La Casa Bianca ha già detto di voler regolamentare la corsa allo sviluppo di un’intelligenza artificiale sempre più potente, e ha richiamato le aziende alla «responsabilità fondamentale di assicurarsi che i loro prodotti siano sicuri prima che vengano implementati o resi pubblici». Una speranza che, come insegna l’esperienza dei social, può diventare realtà solo se imposta da leggi e garanti. Poi c’è il capitolo occupazione. Un’app come Otter potrebbe rendere superflui gli stenografi, anche in tribunale, mentre Google Translate sta diventando sempre più sofisticata. Lo stesso Altman ha previsto «un forte impatto sui posti di lavoro che richiederà un’azione da parte del governo». Anche qui l’intelligenza artificiale può semplificare la vita. Uno studio di questo mese prevede che IA potrebbe svolgere il 39% delle attività domestiche entro un decennio. Compiti come fare la spesa prevedendo i bisogni di una famiglia potranno essere delegati, ad esempio, ma anche questi traguardi implicano riflessioni etiche, perché il costo delle nuove tecnologie non si traduca in un aumento della disuguaglianza nella disponibilità di tempo libero.

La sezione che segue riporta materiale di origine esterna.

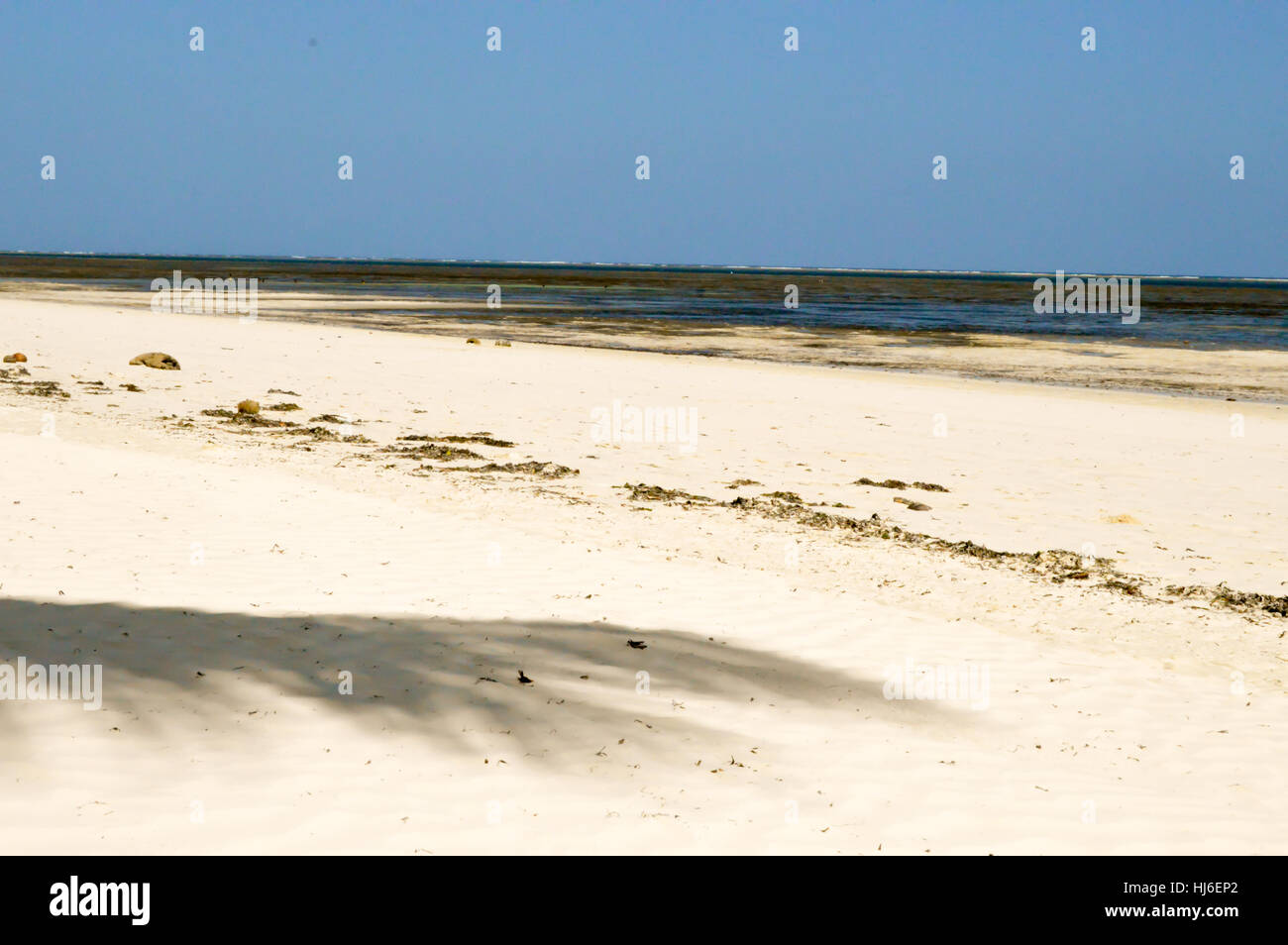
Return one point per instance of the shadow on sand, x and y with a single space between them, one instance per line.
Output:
430 677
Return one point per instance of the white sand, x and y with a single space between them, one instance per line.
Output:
1115 724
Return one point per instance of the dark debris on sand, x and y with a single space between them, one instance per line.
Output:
1054 564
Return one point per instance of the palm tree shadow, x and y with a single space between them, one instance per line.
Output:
442 679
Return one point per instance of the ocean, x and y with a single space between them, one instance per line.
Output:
934 306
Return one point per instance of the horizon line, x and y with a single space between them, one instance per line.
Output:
750 267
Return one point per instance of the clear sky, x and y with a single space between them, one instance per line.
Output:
1116 159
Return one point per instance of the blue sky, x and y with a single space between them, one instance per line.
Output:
1113 161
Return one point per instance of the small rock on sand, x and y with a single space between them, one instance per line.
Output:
159 360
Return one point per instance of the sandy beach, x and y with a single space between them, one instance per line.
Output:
313 622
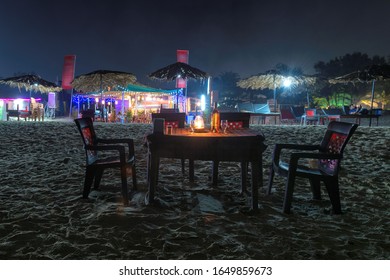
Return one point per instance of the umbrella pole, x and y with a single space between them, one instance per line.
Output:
308 99
274 97
372 99
123 107
71 102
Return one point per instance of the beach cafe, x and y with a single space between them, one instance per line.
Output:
133 103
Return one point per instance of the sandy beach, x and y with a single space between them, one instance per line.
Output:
42 215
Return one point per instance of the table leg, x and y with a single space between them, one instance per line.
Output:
191 170
152 176
215 173
257 181
244 172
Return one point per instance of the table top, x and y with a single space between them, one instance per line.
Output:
237 132
237 145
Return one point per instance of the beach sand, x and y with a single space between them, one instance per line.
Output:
42 214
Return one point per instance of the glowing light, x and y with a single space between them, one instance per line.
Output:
203 102
19 102
287 82
199 122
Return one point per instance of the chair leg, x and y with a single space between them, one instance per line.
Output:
271 178
183 166
125 193
332 186
244 173
315 188
98 177
191 171
289 192
215 173
89 176
134 176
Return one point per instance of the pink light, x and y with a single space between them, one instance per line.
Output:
23 99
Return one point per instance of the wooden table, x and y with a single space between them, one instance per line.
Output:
239 145
358 117
263 116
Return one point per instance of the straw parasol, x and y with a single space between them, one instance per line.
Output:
31 83
370 74
178 70
100 80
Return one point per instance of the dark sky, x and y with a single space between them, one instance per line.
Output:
141 36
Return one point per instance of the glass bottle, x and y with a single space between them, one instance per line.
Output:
215 119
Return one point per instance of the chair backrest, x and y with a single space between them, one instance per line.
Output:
88 113
236 119
298 111
333 112
310 112
336 138
261 108
87 132
245 107
287 114
174 119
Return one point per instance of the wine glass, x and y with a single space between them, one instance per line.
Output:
224 125
192 126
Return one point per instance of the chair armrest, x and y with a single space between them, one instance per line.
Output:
129 142
279 147
119 148
294 158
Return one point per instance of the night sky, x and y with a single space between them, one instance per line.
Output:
141 36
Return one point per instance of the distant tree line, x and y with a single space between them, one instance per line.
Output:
322 93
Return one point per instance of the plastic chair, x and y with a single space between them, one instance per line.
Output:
310 116
287 116
327 156
95 148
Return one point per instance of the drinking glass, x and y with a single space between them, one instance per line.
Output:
192 126
224 125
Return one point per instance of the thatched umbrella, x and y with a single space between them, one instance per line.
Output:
31 83
100 80
369 74
274 79
178 70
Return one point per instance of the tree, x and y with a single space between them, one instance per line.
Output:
335 94
346 64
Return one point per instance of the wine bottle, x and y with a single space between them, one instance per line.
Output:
215 119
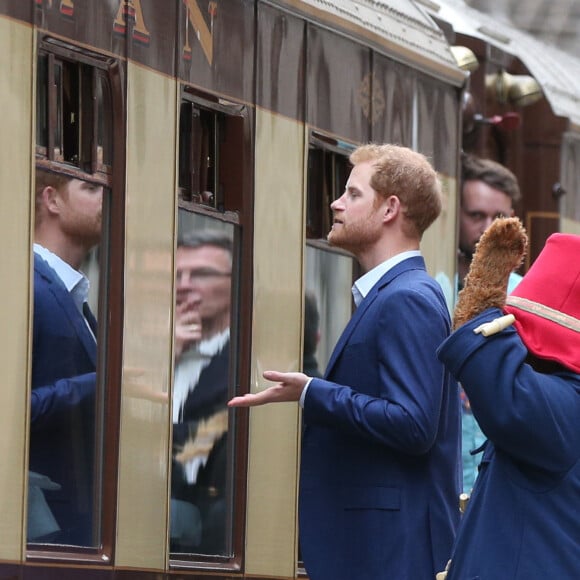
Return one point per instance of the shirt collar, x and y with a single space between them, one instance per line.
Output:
364 284
75 282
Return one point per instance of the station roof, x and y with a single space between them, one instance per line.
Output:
400 26
557 71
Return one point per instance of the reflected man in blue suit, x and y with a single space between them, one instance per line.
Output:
379 481
68 218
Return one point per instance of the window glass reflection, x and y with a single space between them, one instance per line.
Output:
329 277
63 468
205 267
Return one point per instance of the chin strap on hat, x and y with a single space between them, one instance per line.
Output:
495 326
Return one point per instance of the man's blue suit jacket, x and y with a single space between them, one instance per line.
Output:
62 441
380 470
522 520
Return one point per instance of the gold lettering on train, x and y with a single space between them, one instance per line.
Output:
203 32
131 9
67 7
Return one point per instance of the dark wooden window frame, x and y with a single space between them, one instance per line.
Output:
232 203
111 292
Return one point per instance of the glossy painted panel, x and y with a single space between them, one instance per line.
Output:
338 77
16 78
150 224
280 62
439 244
277 330
216 46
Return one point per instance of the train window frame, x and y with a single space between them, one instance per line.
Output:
224 125
107 73
74 145
328 168
231 204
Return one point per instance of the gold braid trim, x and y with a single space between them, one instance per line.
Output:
544 312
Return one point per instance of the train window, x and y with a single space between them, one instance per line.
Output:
207 324
328 169
73 121
568 191
71 453
329 271
210 133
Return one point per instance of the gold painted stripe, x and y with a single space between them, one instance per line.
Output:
544 312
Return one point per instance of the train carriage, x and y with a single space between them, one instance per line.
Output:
229 116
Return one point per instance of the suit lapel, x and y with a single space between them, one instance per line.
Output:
405 265
64 299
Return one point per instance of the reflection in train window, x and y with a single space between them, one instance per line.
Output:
73 114
67 394
328 169
329 271
206 267
68 456
207 324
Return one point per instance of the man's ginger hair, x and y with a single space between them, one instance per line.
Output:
408 175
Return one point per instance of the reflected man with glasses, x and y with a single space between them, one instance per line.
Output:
200 392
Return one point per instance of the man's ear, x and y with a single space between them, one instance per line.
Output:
391 208
51 199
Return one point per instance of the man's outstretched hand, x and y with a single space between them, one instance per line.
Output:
289 387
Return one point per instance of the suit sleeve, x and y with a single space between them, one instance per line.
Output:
391 383
48 402
531 416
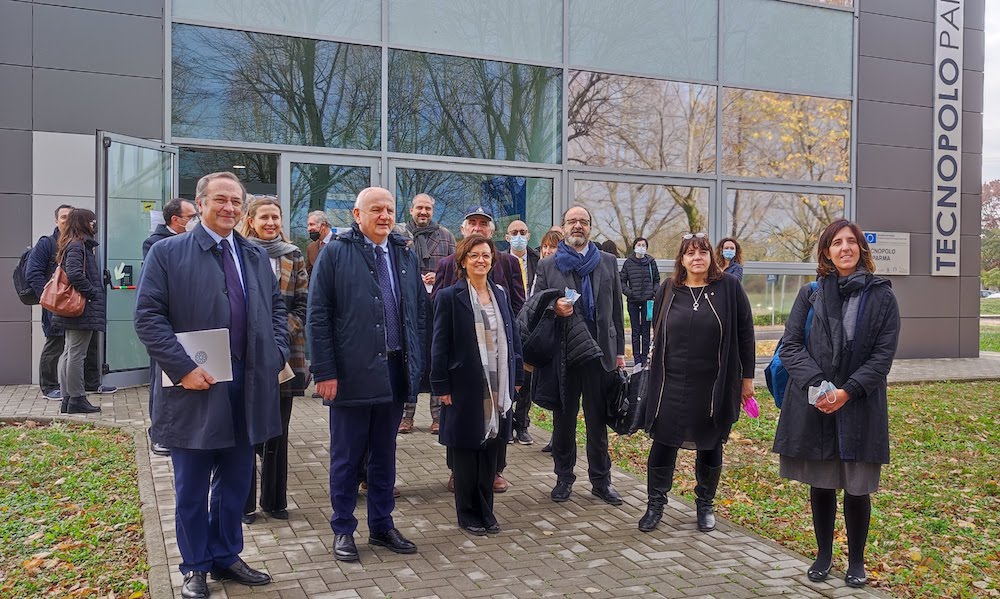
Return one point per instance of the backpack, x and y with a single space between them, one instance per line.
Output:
776 375
21 285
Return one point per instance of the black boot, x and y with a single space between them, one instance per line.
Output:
659 481
707 484
80 405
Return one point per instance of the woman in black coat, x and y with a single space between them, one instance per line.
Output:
640 279
701 368
78 257
833 432
475 369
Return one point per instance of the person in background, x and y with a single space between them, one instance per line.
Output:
729 255
833 431
702 366
473 329
262 225
518 237
640 280
77 253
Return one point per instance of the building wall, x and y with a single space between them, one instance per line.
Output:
67 69
894 166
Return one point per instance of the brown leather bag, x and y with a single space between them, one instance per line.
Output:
60 297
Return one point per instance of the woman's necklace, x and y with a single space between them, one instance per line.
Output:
701 290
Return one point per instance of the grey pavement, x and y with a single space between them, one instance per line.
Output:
581 548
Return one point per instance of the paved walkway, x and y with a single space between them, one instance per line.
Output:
582 548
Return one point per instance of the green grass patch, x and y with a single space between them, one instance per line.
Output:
70 520
935 520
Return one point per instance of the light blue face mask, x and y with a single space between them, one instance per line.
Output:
518 242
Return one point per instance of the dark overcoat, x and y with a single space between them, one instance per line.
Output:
183 288
345 326
860 429
456 366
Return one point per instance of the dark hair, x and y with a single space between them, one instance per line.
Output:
465 246
739 250
80 226
825 265
704 243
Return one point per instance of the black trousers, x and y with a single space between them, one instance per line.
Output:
475 470
273 469
592 382
48 363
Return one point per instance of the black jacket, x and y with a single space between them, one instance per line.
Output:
456 367
345 324
80 264
862 424
640 278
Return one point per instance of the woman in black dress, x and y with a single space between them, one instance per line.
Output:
701 368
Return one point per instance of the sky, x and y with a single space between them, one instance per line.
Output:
991 91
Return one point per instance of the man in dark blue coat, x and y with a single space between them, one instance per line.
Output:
213 278
366 334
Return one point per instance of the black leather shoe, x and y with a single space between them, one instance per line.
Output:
242 573
392 540
561 492
344 548
607 494
195 586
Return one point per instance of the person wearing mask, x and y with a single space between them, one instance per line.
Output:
77 253
833 431
640 280
518 236
262 225
702 366
579 265
729 255
476 369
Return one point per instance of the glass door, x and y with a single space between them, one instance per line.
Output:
135 179
322 182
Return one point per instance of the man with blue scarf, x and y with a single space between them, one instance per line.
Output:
580 266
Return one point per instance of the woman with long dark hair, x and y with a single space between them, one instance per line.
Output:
262 225
701 368
833 432
77 253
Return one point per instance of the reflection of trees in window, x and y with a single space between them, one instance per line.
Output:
785 136
244 86
781 226
451 106
623 212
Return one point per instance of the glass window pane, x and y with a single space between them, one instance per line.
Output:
774 226
632 122
788 46
668 38
783 136
242 86
451 106
528 30
623 212
508 197
356 19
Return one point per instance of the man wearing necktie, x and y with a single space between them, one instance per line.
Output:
213 278
367 281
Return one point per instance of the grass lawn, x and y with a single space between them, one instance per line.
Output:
70 522
935 521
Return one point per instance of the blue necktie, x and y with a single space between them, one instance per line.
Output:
237 304
390 310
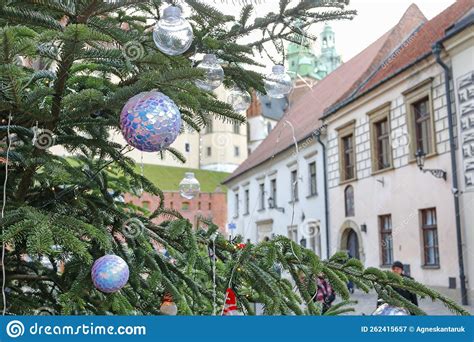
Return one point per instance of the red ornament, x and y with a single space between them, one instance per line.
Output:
230 308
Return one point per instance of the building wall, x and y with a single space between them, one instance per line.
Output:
258 129
306 213
401 191
461 51
228 147
207 204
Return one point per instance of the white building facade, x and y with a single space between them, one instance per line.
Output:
382 206
283 196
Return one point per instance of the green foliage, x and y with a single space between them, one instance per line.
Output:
65 67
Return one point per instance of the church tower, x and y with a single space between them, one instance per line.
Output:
329 59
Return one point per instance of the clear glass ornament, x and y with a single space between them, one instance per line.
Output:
189 187
169 308
239 99
173 34
278 83
214 74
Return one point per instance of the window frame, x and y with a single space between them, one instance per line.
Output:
346 210
261 194
383 232
433 228
246 201
344 132
413 96
236 151
311 177
294 189
292 232
236 203
376 116
274 191
236 128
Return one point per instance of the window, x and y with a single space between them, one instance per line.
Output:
273 192
246 201
294 185
422 125
386 242
236 128
346 151
349 201
236 205
381 149
420 118
293 233
348 157
312 179
430 237
261 198
209 127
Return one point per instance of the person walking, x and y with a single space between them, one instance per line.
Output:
397 267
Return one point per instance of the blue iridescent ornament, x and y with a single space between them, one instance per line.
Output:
109 273
390 310
150 121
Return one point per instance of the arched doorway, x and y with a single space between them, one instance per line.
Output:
352 244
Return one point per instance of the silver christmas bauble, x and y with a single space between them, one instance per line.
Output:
213 73
173 34
278 83
189 187
239 99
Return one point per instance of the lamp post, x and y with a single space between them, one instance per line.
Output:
420 161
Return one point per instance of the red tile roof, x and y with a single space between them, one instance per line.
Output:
412 50
306 113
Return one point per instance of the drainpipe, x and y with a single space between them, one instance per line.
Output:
447 75
326 199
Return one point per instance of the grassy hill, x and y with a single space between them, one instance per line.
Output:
167 178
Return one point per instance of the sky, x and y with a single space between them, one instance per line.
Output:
374 18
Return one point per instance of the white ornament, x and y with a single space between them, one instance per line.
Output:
239 99
213 75
278 83
169 308
189 187
173 34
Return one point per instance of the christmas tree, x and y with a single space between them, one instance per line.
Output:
68 67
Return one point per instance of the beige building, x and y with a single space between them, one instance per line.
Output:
382 206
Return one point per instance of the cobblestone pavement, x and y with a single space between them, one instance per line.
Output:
366 304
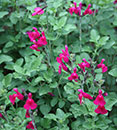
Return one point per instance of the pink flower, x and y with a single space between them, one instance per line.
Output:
19 95
75 9
27 114
101 110
80 97
38 39
115 2
88 10
83 94
84 64
30 126
101 65
30 104
99 99
51 94
34 47
65 56
12 98
105 94
74 75
0 115
38 11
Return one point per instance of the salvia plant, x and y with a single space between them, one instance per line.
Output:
58 65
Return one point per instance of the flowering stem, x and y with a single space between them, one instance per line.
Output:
31 115
80 37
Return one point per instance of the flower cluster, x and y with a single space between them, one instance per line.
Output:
101 65
38 11
84 64
115 2
13 97
38 39
65 57
29 105
83 94
77 10
100 102
74 75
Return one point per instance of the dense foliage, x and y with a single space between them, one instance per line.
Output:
56 85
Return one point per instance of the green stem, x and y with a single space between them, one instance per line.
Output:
31 115
80 37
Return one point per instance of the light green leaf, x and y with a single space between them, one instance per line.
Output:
5 58
113 72
3 13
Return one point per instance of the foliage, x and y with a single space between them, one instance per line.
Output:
92 37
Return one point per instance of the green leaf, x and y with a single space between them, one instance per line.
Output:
98 77
3 13
45 109
109 44
94 36
44 90
113 72
62 22
5 58
103 40
51 116
54 102
7 80
60 114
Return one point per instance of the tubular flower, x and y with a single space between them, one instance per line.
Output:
30 104
27 114
12 98
88 10
83 94
38 39
0 115
101 110
30 126
65 56
101 65
38 11
99 99
115 2
75 9
84 64
19 95
74 75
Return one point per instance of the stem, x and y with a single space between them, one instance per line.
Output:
31 115
80 37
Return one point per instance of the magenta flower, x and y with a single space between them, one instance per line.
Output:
27 114
74 75
30 126
12 98
0 115
65 57
101 65
83 94
88 10
38 11
101 110
80 97
99 99
84 64
38 39
19 95
75 9
105 94
51 94
30 104
115 2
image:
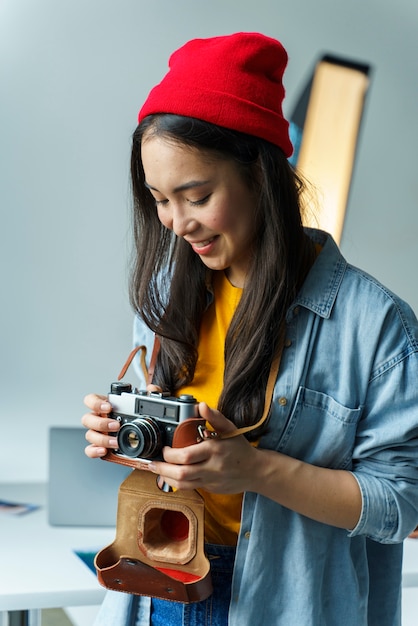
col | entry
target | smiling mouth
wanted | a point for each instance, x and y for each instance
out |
(202, 244)
(203, 247)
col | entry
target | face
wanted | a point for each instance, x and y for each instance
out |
(203, 200)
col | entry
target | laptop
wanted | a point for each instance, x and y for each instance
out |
(81, 491)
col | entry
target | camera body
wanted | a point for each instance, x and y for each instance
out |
(148, 420)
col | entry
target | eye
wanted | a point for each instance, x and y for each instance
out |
(201, 201)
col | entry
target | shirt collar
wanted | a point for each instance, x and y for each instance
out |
(320, 289)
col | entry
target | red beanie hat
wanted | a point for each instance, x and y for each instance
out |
(233, 81)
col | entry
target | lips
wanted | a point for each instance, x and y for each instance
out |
(203, 247)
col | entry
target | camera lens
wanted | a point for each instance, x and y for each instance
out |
(140, 438)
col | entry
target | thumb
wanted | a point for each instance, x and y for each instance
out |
(218, 422)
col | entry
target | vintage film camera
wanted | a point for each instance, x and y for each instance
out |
(158, 550)
(149, 420)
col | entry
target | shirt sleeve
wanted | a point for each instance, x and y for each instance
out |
(385, 458)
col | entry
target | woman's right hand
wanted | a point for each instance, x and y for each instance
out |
(101, 429)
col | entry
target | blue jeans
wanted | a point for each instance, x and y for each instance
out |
(210, 612)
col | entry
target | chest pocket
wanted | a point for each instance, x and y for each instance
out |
(320, 430)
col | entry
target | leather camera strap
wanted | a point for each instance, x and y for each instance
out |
(148, 374)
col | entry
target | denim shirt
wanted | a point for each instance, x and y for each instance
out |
(346, 398)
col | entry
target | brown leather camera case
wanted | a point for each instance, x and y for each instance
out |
(159, 546)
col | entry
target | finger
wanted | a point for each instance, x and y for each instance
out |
(101, 440)
(101, 424)
(98, 404)
(154, 388)
(217, 421)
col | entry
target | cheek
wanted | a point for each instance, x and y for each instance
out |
(164, 218)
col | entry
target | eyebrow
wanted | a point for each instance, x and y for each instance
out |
(189, 185)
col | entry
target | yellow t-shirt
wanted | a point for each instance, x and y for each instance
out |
(222, 512)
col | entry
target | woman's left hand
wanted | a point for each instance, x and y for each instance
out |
(217, 465)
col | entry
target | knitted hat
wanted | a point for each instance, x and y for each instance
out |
(234, 81)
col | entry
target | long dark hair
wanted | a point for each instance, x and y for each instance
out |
(168, 286)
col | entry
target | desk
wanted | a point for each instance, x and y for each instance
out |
(38, 566)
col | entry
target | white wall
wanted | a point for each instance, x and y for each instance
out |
(72, 77)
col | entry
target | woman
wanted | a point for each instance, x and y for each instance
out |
(307, 513)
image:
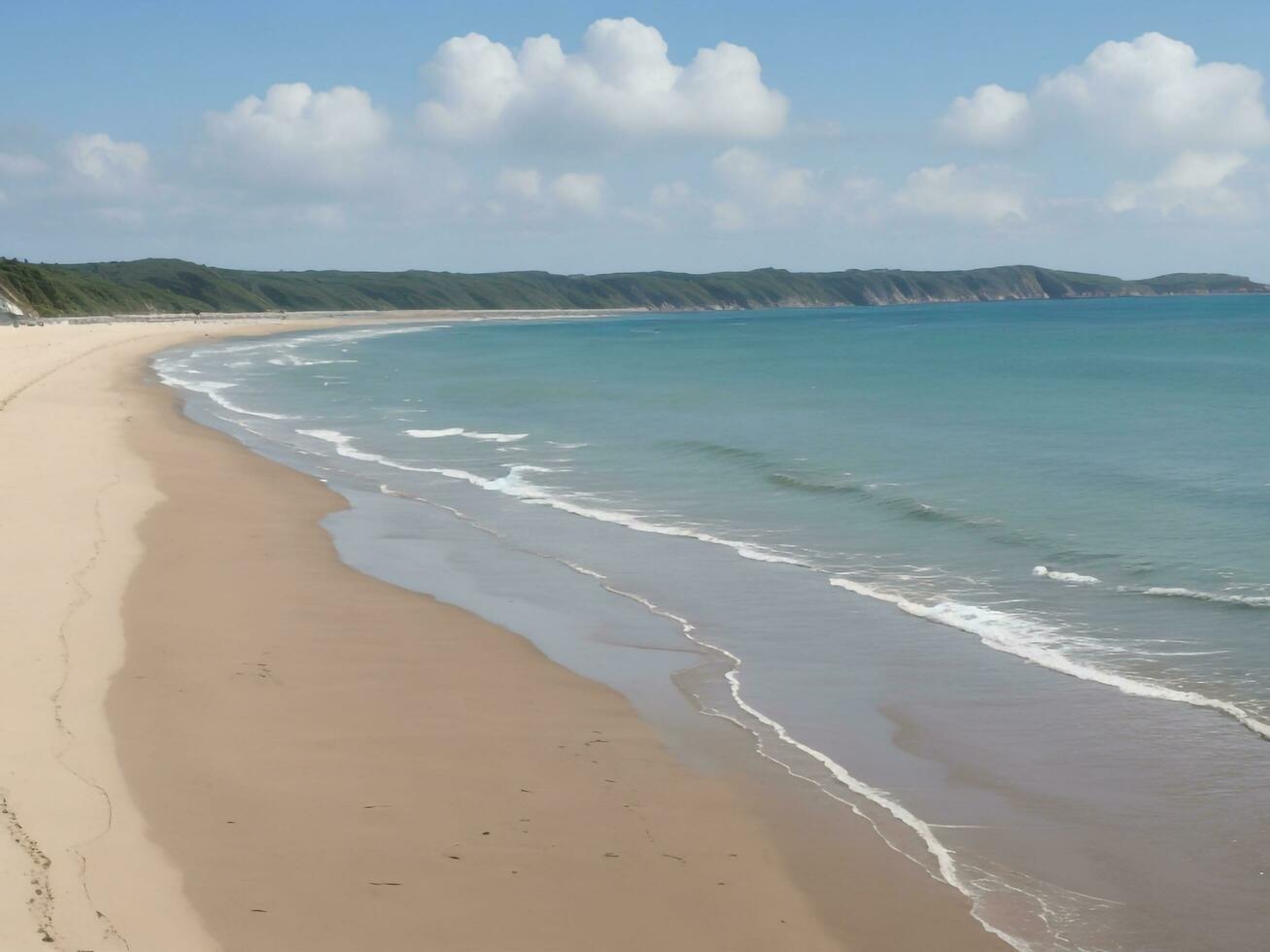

Una maggiore automazione della vita domestica potrebbe anche trasformarsi in un “assalto alla privacy”, come ha rilevato l’ultimo World Economic Forum a Davos, facendo notare che un assistente vocale intelligente «è in grado di ascoltare e registrare ciò che facciamo e diciamo, per riferire all’azienda che lo controlla». Altre le potenziali applicazioni della tecnologia, dalla codifica alla scoperta delle proteine, offrono motivo di ottimismo. McKinsey, ad esempio, stima che il 50-60% delle aziende abbia già incorporato nelle proprie operazioni strumenti come i chatbot, migliorando l’efficienza e la produttività. Ma la potenza di calcolo massiccia e immensamente costosa necessaria per addestrare e mantenere gli strumenti di intelligenza artificiale rappresenta una barriera sostanziale che potrebbe portare alla concentrazione del mercato. Il rischio della monopolizzazione è infatti un altro motivo di considerare con urgenza, a livello politico, le implicazioni di questa svolta tecnologica. Come discusso ancora a Davos, l’IA è troppo potente per essere lasciata nelle mani di poche aziende e i governi sono già in un enorme svantaggio come soli difensori dell’interesse pubblico. Il momento di agire è adesso.